Attachments (Terms of Use)


Links
System ID Private Priority Status Summary Last Updated
Red Hat Issue Tracker NMT-17 0 None None None 2023-01-20 11:51:29 UTC
Red Hat Knowledge Base (Solution) 5980411 0 None None None 2021-04-21 00:48:09 UTC

Description Fani Orestiadou 2021-01-26 09:02:51 UTC
Description of problem: 
Port options " sticky, priority " are not respected during the boot on active backup teaming configuration. 

I would like to use the equivalent bonding options primary=iface, primary_reselect=failure for my teaming. I need ens224 interface to be the primary port and if its link is lost, ens192 will take over and remain the active port even when link of ens224 is recovered. Using the ports.PORTIFNAME.prio and ports.PORTIFNAME.sticky to set up the configuration I need: 

[root@fastvm-rhel-7-8-171 ~]# teamdctl team0 config dump
{
    "device": "team0",
    "link_watch": {
        "name": "ethtool"
    },
    "mcast_rejoin": {
        "count": 1
    },
    "notify_peers": {
        "count": 1
    },
    "ports": {
        "ens192": {
            "prio": -100,
            "sticky": true
        },
        "ens224": {
            "prio": 100
        }
    },
    "runner": {
        "name": "activebackup"
    }
}

During boot the priority value is not respected if ens192 will come up first. 
It becomes the active port and since the sticky option is enabled it remains the primary one.  

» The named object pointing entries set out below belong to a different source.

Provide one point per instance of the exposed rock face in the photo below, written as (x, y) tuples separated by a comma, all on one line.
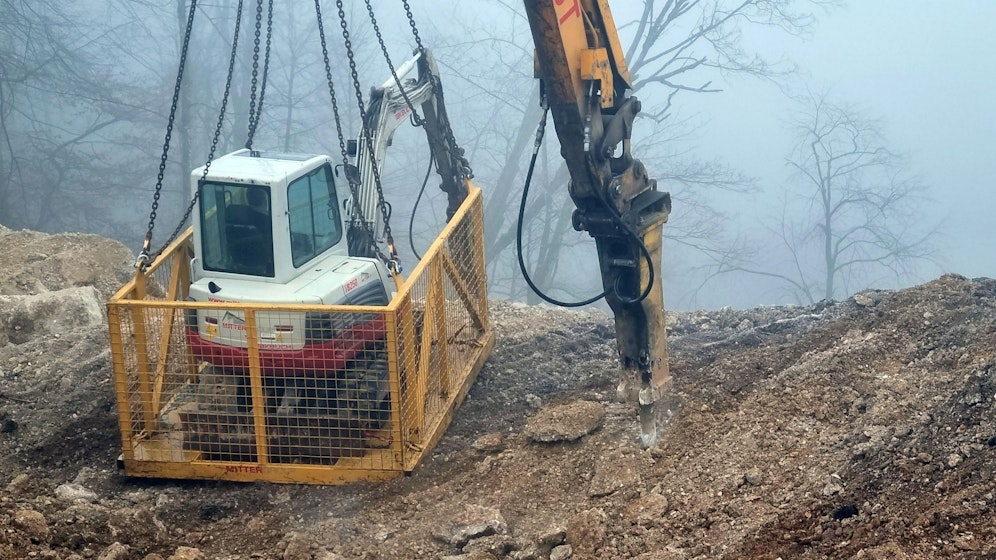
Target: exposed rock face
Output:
[(856, 429)]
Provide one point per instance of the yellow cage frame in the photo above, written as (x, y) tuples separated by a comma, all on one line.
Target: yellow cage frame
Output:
[(438, 337)]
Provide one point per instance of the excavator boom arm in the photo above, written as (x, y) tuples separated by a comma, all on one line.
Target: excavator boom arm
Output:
[(585, 82), (417, 87)]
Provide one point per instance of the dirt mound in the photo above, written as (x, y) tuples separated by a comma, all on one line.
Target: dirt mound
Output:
[(855, 429)]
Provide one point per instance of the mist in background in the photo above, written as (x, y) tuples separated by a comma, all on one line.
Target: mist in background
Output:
[(86, 89)]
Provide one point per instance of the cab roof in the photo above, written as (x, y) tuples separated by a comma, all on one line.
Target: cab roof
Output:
[(259, 167)]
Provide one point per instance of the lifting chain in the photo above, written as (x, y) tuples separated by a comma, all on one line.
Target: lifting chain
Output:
[(255, 111), (457, 153), (392, 260), (351, 179), (143, 257), (217, 131), (416, 120)]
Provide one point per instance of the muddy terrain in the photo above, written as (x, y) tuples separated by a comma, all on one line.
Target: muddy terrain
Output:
[(856, 429)]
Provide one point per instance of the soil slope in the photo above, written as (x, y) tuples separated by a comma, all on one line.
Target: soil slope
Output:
[(854, 429)]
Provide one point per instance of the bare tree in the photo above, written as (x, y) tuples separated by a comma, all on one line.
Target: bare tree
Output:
[(674, 48), (852, 215)]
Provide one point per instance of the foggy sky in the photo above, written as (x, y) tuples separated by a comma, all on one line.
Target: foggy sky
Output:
[(927, 69)]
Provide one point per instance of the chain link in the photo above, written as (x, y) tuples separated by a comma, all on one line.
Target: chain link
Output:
[(456, 152), (335, 111), (144, 255), (256, 111), (217, 130), (411, 23), (416, 120), (367, 140)]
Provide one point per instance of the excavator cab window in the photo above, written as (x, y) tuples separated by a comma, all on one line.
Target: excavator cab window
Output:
[(313, 212), (236, 229)]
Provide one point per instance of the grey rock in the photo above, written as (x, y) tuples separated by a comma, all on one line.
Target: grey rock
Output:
[(187, 553), (116, 551), (565, 422), (562, 552), (72, 492), (475, 522), (32, 523)]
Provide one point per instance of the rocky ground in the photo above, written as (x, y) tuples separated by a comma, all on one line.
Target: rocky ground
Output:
[(855, 429)]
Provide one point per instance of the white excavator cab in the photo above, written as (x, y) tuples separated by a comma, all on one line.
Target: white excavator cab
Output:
[(265, 215), (270, 230)]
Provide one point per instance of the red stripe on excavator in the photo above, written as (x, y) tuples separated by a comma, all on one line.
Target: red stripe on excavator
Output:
[(314, 360)]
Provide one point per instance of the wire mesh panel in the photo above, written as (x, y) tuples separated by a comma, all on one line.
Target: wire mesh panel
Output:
[(370, 391)]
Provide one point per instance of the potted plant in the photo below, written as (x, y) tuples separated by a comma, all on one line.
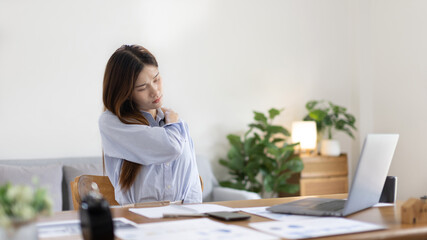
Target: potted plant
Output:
[(329, 117), (261, 160), (19, 207)]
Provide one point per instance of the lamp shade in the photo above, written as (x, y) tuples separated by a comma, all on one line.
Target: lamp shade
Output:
[(305, 133)]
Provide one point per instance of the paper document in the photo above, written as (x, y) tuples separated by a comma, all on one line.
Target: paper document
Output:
[(72, 227), (157, 212), (317, 227), (194, 229), (263, 212)]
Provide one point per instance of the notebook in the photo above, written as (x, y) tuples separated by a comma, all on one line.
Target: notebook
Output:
[(371, 172)]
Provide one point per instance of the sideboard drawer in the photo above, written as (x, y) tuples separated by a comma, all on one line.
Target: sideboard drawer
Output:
[(320, 186)]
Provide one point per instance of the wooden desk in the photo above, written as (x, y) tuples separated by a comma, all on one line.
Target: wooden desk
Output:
[(389, 216)]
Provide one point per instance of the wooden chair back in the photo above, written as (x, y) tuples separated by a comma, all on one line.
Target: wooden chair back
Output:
[(82, 185)]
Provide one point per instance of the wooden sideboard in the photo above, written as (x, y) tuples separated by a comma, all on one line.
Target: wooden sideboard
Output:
[(321, 175)]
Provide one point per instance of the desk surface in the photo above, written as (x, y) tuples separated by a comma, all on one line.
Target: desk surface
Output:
[(388, 216)]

[root@fastvm-rhel-7-8-171 ~]# teamdctl team0 state               
setup:
  runner: activebackup
ports:
  ens192
    link watches:
      link summary: up
      instance[link_watch_0]:
        name: ethtool
        link: up
        down count: 0
  ens224
    link watches:
      link summary: up
      instance[link_watch_0]:
        name: ethtool
        link: up
        down count: 0
runner:
  active port: ens192

Version-Release number of selected component (if applicable):
RHEL 7.8 , 3.10.0-1127.13.1.el7.x86_64

How reproducible:
Always


Steps to Reproduce:
1. Create team configuration and set priority and sticky options to the ports 
2. Reboot and check which port is the active one 

Actual results:
The "backup" interface becomes the active port because it gets initialized first

Expected results:
The interface with the higher priority should be the active one if its link is up. 
The sticky option should have "lower effect" versus the priority option during boot.

Comment 13 Beniamino Galvani 2021-02-10 08:10:16 UTC
Hi,

at boot NM first activates connections for physical interfaces, in order of ifindex (RHEL7) or interface name (RHEL8). Then it activates connections for virtual interfaces in order of autoconnect-priority, then timestamp of last activation, then UUID.

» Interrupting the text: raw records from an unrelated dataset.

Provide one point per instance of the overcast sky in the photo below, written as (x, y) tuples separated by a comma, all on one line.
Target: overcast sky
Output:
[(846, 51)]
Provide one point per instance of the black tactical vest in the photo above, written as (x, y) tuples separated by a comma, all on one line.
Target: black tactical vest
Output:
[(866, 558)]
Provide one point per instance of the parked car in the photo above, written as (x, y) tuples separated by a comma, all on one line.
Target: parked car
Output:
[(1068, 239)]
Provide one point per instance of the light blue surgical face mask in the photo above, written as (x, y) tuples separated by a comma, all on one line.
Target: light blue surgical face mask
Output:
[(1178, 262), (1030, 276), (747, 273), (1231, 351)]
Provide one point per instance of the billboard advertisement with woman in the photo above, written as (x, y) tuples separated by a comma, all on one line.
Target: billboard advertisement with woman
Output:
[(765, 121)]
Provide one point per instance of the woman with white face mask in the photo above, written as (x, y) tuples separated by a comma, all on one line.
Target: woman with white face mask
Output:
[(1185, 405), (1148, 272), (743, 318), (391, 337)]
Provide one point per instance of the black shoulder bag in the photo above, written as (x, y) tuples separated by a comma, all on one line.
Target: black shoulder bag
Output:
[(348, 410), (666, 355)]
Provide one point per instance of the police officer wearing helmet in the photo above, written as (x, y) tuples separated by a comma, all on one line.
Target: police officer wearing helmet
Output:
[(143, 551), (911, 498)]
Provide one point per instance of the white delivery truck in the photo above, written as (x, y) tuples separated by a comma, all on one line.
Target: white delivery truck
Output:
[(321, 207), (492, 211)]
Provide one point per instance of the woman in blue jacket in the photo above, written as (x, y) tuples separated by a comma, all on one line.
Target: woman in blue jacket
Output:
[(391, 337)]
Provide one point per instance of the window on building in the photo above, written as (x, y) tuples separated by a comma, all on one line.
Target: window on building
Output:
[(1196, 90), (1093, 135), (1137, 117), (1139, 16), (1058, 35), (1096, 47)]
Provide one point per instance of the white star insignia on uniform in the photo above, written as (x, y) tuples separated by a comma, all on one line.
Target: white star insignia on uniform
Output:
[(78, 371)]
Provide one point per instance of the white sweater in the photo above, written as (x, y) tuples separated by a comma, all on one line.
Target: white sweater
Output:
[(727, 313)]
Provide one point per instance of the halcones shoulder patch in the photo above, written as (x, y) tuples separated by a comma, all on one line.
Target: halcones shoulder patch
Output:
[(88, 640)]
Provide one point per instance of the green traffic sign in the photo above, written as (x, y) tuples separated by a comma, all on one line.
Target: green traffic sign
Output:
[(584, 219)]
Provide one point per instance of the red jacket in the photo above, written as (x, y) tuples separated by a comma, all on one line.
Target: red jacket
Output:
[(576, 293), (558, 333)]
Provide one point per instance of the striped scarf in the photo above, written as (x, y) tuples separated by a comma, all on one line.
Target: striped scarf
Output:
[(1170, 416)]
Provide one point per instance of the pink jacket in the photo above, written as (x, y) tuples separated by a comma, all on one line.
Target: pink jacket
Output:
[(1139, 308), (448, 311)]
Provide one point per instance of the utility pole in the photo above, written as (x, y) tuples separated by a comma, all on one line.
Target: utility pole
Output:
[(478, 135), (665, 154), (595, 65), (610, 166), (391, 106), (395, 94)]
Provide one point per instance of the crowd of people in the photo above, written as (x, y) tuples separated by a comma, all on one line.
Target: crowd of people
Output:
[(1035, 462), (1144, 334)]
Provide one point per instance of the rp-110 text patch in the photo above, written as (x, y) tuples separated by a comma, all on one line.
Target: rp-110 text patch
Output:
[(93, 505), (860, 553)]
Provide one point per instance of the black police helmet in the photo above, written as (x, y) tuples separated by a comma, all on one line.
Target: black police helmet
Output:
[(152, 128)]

This also determines the order in which ports are attached to the team. Note that when the first team port is activated, the controlling team is also activated at the same time.

Comment 14 Xin Long 2021-02-22 05:04:58 UTC
(In reply to Beniamino Galvani from comment #13)
> Hi,
> 
> at boot NM first activates connections for physical interfaces, in order of
> ifindex (RHEL7) or interface name (RHEL8). Then it activates connections for
> virtual interfaces in order of autoconnect-priority, then timestamp of last
> activation, then UUID.
> 
> This also determines the order in which ports are attached to the team. Note
> that when the first team port is activated, the controlling team is also
> activated at the same time.
I see, thanks Beniamino,

Do you think it's possible to activate/attach the team ports in the order of 'prio', like:

    "ports": {
        "ens192": {
            "prio": -100,
            "sticky": true
        },
        "ens224": {
            "prio": 100
        }
    },

always makes ens224 is activated/attached earlier than ens192?

only when these ports have the same prio, go back to the old order rules(ifindex/name...)

Comment 15 Beniamino Galvani 2021-02-22 08:22:53 UTC

(In reply to Xin Long from comment #14)
> Do you think it's possible to activate/attach the team ports in the order of
> 'prio', like:

The current order is best-effort, because it is true that NM activates
interfaces ordered by interface name, but if a interface appears a bit
later during boot (because the kernel takes longer to discover it, or
because of udev), it will be activated last anyway independently of
the name. The same would happen for the priority.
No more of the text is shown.